US 11,922,932 B2
	Minimum word error rate training for attention-based sequence-to-sequence models
Rohit Prakash Prabhavalkar, Palo Alto, CA (US); Tara N. Sainath, Jersey City, NJ (US); Yonghui Wu, Fremont, CA (US); Patrick An Phu Nguyen, Mountain View, CA (US); Zhifeng Chen, Sunnyvale, CA (US); Chung-Cheng Chiu, Sunnyvale, CA (US); and Anjuli Patricia Kannan, Berkeley, CA (US)
Assigned to Google LLC, Mountain View, CA (US)
Filed by Google LLC, Mountain View, CA (US)
Filed on Mar. 31, 2023, as Appl. No. 18/194,586.
Application 18/194,586 is a continuation of application No. 17/443,557, filed on Jul. 27, 2021, granted, now 11,646,019.
Application 17/443,557 is a continuation of application No. 16/529,252, filed on Aug. 1, 2019, granted, now 11,107,463, issued on Aug. 31, 2021.
Claims priority of provisional application 62/713,332, filed on Aug. 1, 2018.
Prior Publication US 2023/0237995 A1, Jul. 27, 2023
Int. Cl. G10L 15/197 (2013.01); G10L 15/02 (2006.01); G10L 15/06 (2013.01); G10L 15/16 (2006.01); G10L 15/22 (2006.01)

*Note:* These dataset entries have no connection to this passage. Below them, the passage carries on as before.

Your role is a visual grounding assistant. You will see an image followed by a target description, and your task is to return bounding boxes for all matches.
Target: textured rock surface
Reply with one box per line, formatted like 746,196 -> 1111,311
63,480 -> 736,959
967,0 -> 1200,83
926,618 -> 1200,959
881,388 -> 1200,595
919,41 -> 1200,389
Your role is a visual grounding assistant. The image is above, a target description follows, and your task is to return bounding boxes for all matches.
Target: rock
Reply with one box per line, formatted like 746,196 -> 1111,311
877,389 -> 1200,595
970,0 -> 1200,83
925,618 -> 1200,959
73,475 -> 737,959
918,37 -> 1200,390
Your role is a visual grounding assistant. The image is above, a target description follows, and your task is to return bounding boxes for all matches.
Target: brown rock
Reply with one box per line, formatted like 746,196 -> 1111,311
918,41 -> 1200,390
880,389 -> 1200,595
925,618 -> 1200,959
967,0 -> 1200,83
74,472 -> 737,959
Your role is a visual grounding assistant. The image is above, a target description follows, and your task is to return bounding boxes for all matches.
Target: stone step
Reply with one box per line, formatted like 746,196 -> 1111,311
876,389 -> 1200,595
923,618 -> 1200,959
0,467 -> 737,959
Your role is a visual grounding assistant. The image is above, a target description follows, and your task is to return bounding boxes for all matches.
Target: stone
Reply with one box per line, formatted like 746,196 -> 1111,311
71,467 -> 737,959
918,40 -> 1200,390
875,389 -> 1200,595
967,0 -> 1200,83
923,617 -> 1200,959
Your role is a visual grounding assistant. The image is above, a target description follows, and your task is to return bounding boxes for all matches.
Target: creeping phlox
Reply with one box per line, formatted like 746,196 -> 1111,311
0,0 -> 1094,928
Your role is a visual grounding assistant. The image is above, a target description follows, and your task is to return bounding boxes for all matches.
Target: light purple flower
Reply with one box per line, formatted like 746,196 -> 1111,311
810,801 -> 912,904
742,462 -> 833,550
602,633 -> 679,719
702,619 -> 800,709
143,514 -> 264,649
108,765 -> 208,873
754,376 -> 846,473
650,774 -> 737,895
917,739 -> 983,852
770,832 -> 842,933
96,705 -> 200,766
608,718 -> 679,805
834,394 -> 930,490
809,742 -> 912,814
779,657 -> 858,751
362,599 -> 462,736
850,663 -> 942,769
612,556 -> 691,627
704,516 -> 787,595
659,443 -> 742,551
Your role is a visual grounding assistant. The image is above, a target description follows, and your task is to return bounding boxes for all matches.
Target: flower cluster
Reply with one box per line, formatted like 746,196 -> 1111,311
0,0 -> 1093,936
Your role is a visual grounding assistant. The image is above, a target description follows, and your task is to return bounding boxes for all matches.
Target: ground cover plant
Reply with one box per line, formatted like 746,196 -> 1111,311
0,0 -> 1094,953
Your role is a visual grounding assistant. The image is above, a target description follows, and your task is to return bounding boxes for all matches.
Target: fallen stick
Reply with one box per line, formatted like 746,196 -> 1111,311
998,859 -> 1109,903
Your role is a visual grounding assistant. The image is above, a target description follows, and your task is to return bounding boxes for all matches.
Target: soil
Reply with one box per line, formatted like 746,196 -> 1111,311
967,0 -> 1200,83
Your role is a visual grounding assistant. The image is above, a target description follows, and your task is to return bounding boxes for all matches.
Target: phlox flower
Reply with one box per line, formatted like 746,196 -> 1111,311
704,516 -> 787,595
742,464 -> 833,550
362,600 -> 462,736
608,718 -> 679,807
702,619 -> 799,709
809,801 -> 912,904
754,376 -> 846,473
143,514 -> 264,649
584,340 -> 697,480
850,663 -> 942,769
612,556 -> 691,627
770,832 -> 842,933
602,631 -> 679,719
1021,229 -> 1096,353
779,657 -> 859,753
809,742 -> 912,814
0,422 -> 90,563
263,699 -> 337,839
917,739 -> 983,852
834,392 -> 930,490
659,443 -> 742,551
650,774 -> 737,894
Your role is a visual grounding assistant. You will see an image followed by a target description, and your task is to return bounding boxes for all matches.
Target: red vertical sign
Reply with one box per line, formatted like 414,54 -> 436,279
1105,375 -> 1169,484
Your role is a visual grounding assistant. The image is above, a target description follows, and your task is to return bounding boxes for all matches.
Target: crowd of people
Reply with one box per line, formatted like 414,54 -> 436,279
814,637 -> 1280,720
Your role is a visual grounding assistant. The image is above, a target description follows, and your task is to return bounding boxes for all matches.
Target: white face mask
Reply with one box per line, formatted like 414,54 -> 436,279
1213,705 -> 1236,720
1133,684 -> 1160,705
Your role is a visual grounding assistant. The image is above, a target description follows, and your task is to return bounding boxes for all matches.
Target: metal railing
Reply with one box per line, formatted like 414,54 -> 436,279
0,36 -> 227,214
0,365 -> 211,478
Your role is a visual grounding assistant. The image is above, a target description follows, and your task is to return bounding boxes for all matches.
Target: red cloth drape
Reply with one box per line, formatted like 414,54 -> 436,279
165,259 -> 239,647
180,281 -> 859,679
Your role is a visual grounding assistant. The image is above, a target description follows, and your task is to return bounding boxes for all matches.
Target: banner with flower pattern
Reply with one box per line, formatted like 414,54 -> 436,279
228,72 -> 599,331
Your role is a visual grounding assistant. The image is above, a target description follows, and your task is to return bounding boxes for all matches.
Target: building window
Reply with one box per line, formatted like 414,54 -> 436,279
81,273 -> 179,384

CPC G10L 15/197 (2013.01) [G10L 15/02 (2013.01); G10L 15/063 (2013.01); G10L 15/16 (2013.01); G10L 15/22 (2013.01); G10L 2015/025 (2013.01)]

20 Claims

1. A computer-implemented method executed on data processing hardware that causes the data processing hardware to perform operations comprising:

receiving a sequence of feature vectors indicative of acoustic characteristics of a training utterance;

receiving a ground-truth label sequence corresponding to the training utterance; and

training a speech recognition model to minimize word error rate by performing operations comprising:

processing, using the speech recognition model, the sequence of feature vectors to obtain a set of speech recognition hypothesis samples for the training utterance in a beam search;

for each speech recognition hypothesis sample in the set of speech recognition hypothesis samples, identifying a respective number of word errors relative to the ground-truth label sequence corresponding to the training utterance; and

approximating a loss function based on a combination of the respective numbers of word errors identified for each speech recognition hypothesis sample in the set of speech recognition hypothesis samples.